Comment 8 Daniel Drake (RETIRED) gentoo-dev 2008-12-24 18:08:01 UTC
Please reopen with the info requested above.
Comment 9 Tim Mattison 2009-02-05 17:19:35 UTC
Created attachment 181057 [details]
taskstate requested earlier in bug report
Comment 10 Tim Mattison 2009-02-05 17:20:09 UTC
I have this same problem.  Currently on my system the following command is taking up 100% of the CPU:

cat /proc/cpuinfo

It has been running for 13+ minutes.  Executing this command in another terminal works just fine.  I've seen this happen with cat, sed, and grep.  I ran the commands suggested and dumped taskstate.txt.  It is attached.
Comment 11 Tim Mattison 2009-02-05 17:24:02 UTC
Comment on attachment 181057 [details]
taskstate requested earlier in bug report

The relevant PID for "cat /proc/sysinfo" is 20935
Comment 12 BlinkEye 2009-02-09 20:14:19 UTC
Reopening since another user has the same problem and provided necessary/desired information.
Comment 13 George Kadianakis (RETIRED) gentoo-dev 2009-09-01 04:13:47 UTC
Okay, since this is one of the oldest active bugs in here it's time for some attention.

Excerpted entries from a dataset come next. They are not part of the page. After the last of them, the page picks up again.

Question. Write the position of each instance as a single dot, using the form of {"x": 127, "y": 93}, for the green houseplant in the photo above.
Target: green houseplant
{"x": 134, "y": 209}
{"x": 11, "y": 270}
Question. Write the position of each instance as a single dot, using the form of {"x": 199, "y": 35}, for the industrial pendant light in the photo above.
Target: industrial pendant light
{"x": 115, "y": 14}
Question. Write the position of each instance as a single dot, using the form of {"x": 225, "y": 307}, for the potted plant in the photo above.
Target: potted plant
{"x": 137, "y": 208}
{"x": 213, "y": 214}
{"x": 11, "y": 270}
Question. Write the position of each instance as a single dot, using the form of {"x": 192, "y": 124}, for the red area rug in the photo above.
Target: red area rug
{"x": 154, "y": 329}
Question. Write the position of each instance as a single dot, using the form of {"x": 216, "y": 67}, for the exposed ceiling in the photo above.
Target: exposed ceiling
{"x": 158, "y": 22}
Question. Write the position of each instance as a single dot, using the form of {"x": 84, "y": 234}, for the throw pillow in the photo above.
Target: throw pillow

Can you, gentlemen, reproduce the issue even with the latest stable gentoo-sources (gentoo-sources-2.6.30-r5)?
Comment 14 Tim Mattison 2009-09-01 13:32:38 UTC
This is some form of heisenbug.  I haven't seen it in a long time now.  I'll be updating my kernel next week so I can post something more substantial then.
Comment 15 George Kadianakis (RETIRED) gentoo-dev 2009-09-16 13:47:08 UTC
I'm gonna close this bug as NEEDINFO.
If you ever get the same issue, feel free to update this report.